Through this ongoing project, I am transforming my original undergraduate notes into a living knowledge resource that bridges classical engineering principles with the capabilities of AI, machine learning, and Digital Twins. The following aspects define this process:

• Comparative Knowledge Maturity: I systematically compare my past academic notes with my current research-informed understanding, reflecting on how traditional engineering methods can evolve with advancements such as physics-informed machine learning and real-time data-driven modelling.
• Integration of Machine Learning and Physics-Informed Techniques: I reframe key engineering concepts by embedding modern computational perspectives. For example, classical structural analysis methods are augmented by exploring how Physics-Informed Neural Networks (PINNs) and Dynamic Diffusion Models can enhance real-time structural health monitoring within Digital Twins.
• Application Mapping to Self-Generating Digital Twins: I actively explore how each engineering discipline contributes to the development of autonomous, self-updating Digital Twins. This includes identifying how machine learning algorithms, generative AI, and IoT data streams can complement traditional engineering models to create predictive, resilient, and self-generating infrastructure systems.

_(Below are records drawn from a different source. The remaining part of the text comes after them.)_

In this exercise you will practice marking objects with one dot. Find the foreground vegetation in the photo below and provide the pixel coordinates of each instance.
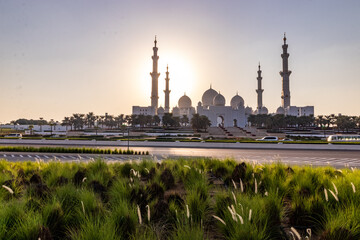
(182, 199)
(70, 150)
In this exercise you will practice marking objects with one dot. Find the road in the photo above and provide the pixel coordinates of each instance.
(338, 159)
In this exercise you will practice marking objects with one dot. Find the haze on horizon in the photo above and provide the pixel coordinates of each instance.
(63, 57)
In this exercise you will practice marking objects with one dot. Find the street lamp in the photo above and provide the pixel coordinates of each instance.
(128, 138)
(96, 126)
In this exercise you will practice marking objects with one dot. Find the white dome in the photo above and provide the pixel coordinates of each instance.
(219, 100)
(161, 110)
(208, 97)
(280, 110)
(248, 110)
(176, 111)
(184, 102)
(237, 101)
(264, 110)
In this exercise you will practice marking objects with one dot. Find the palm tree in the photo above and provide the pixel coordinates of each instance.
(90, 119)
(119, 120)
(78, 120)
(51, 123)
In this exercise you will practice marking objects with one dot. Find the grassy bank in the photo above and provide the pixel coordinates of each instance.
(70, 150)
(182, 199)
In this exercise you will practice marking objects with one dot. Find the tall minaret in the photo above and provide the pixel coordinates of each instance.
(155, 76)
(259, 91)
(285, 74)
(167, 91)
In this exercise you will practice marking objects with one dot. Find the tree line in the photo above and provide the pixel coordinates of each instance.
(340, 122)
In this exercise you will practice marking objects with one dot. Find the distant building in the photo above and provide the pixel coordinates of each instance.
(137, 110)
(213, 107)
(213, 104)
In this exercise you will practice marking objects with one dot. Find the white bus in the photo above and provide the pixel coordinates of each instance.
(343, 138)
(14, 135)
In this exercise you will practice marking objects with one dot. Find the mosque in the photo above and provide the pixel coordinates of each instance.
(213, 103)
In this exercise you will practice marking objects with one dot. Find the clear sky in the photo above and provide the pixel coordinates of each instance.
(76, 56)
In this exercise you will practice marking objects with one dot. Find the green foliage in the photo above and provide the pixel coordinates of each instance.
(112, 198)
(65, 150)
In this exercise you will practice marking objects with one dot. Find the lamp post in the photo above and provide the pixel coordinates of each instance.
(96, 126)
(128, 138)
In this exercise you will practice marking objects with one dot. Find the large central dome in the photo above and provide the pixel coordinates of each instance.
(184, 102)
(208, 97)
(237, 102)
(219, 100)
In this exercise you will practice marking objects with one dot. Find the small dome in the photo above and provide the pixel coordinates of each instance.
(161, 110)
(184, 102)
(264, 110)
(248, 111)
(208, 96)
(237, 101)
(176, 111)
(219, 100)
(280, 110)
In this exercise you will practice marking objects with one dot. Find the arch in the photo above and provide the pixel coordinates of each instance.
(220, 121)
(235, 122)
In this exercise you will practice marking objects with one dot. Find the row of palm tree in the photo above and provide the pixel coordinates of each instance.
(78, 121)
(340, 122)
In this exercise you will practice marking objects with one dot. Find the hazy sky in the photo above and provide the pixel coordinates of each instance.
(76, 56)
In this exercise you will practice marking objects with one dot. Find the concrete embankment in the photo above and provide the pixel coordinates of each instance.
(278, 146)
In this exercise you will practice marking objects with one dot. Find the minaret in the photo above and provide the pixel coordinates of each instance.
(155, 79)
(285, 74)
(167, 91)
(259, 91)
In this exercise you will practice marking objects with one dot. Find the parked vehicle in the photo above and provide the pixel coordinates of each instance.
(268, 138)
(14, 135)
(343, 138)
(287, 140)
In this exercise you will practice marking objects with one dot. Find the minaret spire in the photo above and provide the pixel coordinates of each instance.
(285, 75)
(167, 91)
(259, 91)
(155, 78)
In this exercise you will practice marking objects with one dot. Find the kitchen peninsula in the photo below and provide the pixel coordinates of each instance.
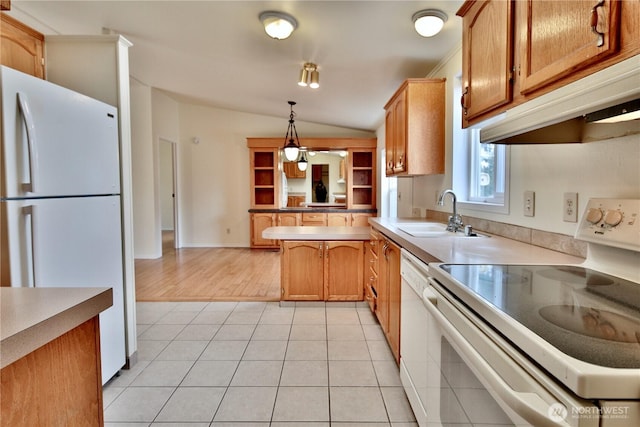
(321, 263)
(50, 355)
(351, 184)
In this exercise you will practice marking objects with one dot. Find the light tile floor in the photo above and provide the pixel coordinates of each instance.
(240, 364)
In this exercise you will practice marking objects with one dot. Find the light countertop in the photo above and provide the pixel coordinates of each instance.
(316, 233)
(469, 250)
(32, 317)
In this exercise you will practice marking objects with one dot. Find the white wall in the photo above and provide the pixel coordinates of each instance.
(213, 176)
(598, 169)
(215, 173)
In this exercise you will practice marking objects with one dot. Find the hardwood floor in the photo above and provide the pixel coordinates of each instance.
(208, 274)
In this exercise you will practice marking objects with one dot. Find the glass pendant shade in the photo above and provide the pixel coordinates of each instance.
(303, 77)
(302, 163)
(291, 151)
(278, 25)
(315, 80)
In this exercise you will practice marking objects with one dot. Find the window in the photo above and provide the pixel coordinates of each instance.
(480, 171)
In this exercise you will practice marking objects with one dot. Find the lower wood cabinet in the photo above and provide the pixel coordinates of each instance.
(58, 384)
(258, 223)
(322, 270)
(388, 290)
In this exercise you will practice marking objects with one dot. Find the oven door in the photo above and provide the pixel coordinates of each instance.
(474, 380)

• Comparing Past and Present Understanding: I compare the notes I took during my initial studies with the new notes I am currently compiling. This process enables me to assess how my understanding of complex engineering principles has matured. My focus is on how traditional methods can be re-evaluated in light of modern advancements in computational techniques, particularly machine learning.
• Rewriting Notes with Machine Learning Perspectives: As I write my notes, I incorporate new insights gained from my research in machine learning and DTs. This process highlights the potential of machine learning in improving the accuracy and efficiency of engineering models. For example, traditional methods of structural analysis can now be enhanced using physics-informed neural networks (PINNs).
• Linking Engineering Concepts to Machine Learning Applications: I identify parallels between traditional engineering models and machine learning algorithms. For instance, fluid dynamics, which traditionally relies on physical simulations, can be compared to machine learning approaches that simulate and predict flow behaviour in real-time. My revisited notes now reflect these connections, enhancing my understanding of how machine learning can be applied to physical systems.
• Continuous Learning and Reflective Practice: The ongoing nature of this project reflects my commitment to continuous learning. Revisiting my previous courses allows me to update my knowledge and reflect on how new technologies and machine learning can offer solutions to longstanding civil engineering challenges. This exercise also serves to sharpen my skills in translating domain-specific knowledge into data-driven frameworks.

I consider this project an essential part of my ongoing professional development. Combining the original notes with new insights from my work on DTs and machine learning has allowed me to develop a deeper understanding of both civil engineering and the computational techniques that are revolutionising the field.